Isso acontece frequentemente nas eleições proporcionais brasileiras. É que o modelo em vigência no país (artigos de 106 a 109 do Código Eleitoral) adota uma draconiana cláusula de barreira, ou de exclusão, via QE, que impede de os partidos que não tenham tido votação suficiente para atingir esse quociente disputem as sobras de votos.

O princípio básico que preside o sistema proporcional consiste em assegurar representação parlamentar às várias forças políticas existentes na sociedade, de sorte que haja relativa equivalência entre as proporções de votos e de mandatos obtidos por cada partido.

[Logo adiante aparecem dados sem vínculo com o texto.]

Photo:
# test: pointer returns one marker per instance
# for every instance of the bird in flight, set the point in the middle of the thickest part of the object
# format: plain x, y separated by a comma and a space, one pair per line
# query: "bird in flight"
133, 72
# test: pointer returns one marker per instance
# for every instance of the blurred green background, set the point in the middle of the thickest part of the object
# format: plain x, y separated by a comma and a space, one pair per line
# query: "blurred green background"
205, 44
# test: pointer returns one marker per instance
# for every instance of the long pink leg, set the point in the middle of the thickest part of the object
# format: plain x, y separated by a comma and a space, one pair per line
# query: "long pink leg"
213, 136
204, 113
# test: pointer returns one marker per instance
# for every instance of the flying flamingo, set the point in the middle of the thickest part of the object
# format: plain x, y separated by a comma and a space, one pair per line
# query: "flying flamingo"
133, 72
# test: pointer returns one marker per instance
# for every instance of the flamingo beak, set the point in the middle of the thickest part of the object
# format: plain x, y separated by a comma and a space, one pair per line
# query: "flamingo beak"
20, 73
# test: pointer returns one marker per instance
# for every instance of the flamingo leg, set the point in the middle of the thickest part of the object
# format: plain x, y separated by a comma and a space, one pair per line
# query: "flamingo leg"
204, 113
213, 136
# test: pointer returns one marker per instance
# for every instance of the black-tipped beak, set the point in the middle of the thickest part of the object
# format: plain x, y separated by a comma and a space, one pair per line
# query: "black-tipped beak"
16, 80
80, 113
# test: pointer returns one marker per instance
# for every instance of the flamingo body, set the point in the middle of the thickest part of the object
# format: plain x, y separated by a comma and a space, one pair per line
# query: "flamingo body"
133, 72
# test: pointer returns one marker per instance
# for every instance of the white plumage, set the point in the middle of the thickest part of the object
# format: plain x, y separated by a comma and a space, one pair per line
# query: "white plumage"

Esses alicerces conceituais do sistema dão sustentáculo à participação de siglas menores no processo eleitoral, com perspectivas de almejar ascensão ao Legislativo. Mas, por conta do mencionado impedimento, são exatamente as siglas pequenas que, em geral, ficam excluídas. É uma contradição do próprio sistema que acarreta injustiças e distorções na competição eleitoral.

Em textos* do autor sobre reforma eleitoral fez-se a sugestão de corrigir essa falha lógica do sistema, simplesmente permitindo que tais agremiações, ainda que não lograssem votação suficiente para sobrepujar o QE, devessem entrar na disputa pela repartição das sobras, através das sucessivas rodadas de cálculo das maiores médias, propiciando-lhes, assim, perspectivas de assunção ao Parlamento.

Caso essa medida proposta fosse adotada na eleição do ano passado, apenas para se ter uma ideia da sua extensão, considerando só as capitais do país,  partidos e coligações cuja votação ficou próxima do quociente eleitoral ascenderiam aos respectivos Legislativos em 58% delas. 

O pleito de Jaboatão em 2012, por exemplo, oferece outra oportunidade para esclarecer bem o teor desta proposta. A Tabela 1 desfila os resultados da eleição jaboatoense de 2012, na qual seis coligações e seis partidos ultrapassaram o QE de 11.719 votos válidos e ocuparam as 27 cadeiras do Parlamento.

Fonte: elaboração do autor, com base em dados do TSE/TRE.

A segunda coluna e as outras três subsequentes mostram os votos válidos e as vagas conquistadas pelos partidos e coligações listados na primeira coluna. Os partidos e coligações situados abaixo do QE ficaram alijados da disputa, não concorrendo às sobras de votos. Observe-se, entretanto, que as votações de algumas dessas agremiações ficaram razoavelmente próximas do QE sem, no entanto, atingi-lo. São os casos da coligação (PSL / PTB) e dos dois partidos aludidos no introito deste texto, o PSDC e o PMN,

Nos cálculos internos para confecção da Tabela 1, constatou-se que apenas 18 parlamentares foram eleitos num primeiro momento, diretamente pelo quociente partidário, restando nove vagas a preencher das 27 que compõem a Câmara Municipal. 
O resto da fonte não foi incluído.